Microservices Architecture
Why This Matters
Every FAANG company runs microservices at scale. You'll be expected to decompose systems into services, handle inter-service communication, and understand the trade-offs.
Monolith vs Microservices
Monolith
[Single deployable unit]
├── User module
├── Order module
├── Payment module
├── Notification module
└── Shared database
Pros: Simple deployment, no network overhead, easy debugging, ACID transactions Cons: Scales as one unit, long deployment cycles, team bottlenecks, technology lock-in
Microservices
[User Service] [Order Service] [Payment Service]
↕ own DB ↕ own DB ↕ own DB
↕ ↕ ↕
[Message Bus / API Gateway / Service Mesh]
Pros: Independent deployment, team autonomy, technology diversity, targeted scaling Cons: Network complexity, distributed transactions, operational overhead, debugging is harder
When to Start with Microservices?
- Don't. Start monolith, extract services when you have clear domain boundaries
- Extract when: team size grows, deployment conflicts increase, different scaling needs emerge
- "Monolith first" — Martin Fowler
Service Decomposition
Domain-Driven Design (DDD)
Decompose by bounded contexts — areas of the business with clear boundaries.
E-commerce:
Bounded Context: Catalog (products, categories, search)

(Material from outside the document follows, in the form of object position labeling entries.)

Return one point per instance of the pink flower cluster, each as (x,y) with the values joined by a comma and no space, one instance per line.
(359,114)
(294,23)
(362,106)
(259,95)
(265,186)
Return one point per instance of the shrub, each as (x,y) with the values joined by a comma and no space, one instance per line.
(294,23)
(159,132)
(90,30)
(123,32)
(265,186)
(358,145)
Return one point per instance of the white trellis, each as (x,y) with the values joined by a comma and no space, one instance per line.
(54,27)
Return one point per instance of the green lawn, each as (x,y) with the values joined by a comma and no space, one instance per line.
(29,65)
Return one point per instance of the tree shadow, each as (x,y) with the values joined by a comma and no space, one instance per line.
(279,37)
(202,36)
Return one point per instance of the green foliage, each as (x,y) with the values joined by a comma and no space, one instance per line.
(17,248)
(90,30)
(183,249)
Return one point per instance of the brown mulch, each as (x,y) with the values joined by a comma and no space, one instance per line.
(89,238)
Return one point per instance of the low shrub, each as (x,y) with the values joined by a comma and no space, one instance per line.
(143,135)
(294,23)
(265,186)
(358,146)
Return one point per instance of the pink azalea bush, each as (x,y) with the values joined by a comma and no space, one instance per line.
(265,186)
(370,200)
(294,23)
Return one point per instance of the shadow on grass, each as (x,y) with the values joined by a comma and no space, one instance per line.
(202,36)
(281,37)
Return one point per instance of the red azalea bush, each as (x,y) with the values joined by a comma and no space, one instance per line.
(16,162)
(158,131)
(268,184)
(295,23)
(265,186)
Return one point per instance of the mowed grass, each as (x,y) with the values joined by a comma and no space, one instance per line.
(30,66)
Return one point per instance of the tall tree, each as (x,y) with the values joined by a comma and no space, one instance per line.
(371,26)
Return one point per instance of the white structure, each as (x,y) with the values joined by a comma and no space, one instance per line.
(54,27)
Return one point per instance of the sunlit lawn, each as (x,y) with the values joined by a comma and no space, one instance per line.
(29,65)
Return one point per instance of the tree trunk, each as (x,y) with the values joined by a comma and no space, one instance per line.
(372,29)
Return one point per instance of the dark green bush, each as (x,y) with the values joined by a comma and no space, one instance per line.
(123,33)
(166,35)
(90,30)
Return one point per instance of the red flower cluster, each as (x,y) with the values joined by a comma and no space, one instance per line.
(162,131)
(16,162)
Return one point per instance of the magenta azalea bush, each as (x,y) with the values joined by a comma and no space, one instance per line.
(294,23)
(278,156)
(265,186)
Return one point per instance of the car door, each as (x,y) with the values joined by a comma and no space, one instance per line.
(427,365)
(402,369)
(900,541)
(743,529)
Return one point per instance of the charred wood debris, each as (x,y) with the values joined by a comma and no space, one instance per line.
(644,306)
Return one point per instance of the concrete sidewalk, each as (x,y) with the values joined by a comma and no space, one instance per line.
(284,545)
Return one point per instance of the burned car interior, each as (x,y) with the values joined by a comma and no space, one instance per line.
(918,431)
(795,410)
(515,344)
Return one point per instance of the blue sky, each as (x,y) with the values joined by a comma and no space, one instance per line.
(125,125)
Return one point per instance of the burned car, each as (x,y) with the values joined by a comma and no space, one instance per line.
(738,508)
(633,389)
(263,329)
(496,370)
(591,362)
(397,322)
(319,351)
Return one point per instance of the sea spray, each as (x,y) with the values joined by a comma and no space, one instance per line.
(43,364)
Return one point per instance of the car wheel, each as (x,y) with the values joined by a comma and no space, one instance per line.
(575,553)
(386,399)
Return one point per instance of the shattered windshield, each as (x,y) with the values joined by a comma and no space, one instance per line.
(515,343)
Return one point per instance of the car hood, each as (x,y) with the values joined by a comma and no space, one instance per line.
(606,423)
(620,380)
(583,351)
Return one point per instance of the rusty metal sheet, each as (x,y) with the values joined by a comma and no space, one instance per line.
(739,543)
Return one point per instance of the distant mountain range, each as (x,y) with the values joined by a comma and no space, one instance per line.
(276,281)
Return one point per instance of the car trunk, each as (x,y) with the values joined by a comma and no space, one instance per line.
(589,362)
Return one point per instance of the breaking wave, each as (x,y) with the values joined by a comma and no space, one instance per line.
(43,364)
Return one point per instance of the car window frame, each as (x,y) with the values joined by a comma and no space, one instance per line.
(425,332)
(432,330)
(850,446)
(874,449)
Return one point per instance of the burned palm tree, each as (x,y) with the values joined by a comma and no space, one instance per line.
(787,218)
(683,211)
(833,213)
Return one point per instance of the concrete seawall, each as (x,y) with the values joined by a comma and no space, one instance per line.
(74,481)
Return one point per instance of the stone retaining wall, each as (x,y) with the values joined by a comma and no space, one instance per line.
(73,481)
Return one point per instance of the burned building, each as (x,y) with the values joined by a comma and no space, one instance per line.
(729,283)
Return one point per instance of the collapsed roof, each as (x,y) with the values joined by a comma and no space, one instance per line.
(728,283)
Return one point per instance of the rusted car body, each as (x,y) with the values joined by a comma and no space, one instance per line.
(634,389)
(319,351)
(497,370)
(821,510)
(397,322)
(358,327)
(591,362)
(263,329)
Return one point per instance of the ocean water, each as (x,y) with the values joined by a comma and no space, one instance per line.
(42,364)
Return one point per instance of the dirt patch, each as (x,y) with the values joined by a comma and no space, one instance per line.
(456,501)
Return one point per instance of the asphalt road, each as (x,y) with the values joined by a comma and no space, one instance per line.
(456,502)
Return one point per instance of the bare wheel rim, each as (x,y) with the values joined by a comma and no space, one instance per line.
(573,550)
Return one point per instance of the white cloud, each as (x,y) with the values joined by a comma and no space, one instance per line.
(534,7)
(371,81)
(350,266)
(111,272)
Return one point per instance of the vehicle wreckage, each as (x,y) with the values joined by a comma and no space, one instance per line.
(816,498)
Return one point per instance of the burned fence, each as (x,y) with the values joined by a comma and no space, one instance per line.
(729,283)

Bounded Context: Orders (cart, checkout, order history)
Bounded Context: Payments (charges, refunds, invoices)
Bounded Context: Shipping (tracking, carriers, addresses)
Bounded Context: Users (auth, profiles, preferences)
Each bounded context becomes a service (or group of services).
Single Responsibility
Each service should:
- Own one business capability
- Own its data (no shared databases!)
- Be deployable independently
- Be owned by one team
Size Guidelines
- "Can be rewritten in 2 weeks" (Amazon guideline)
- "Two-pizza team" can own it (6-10 people)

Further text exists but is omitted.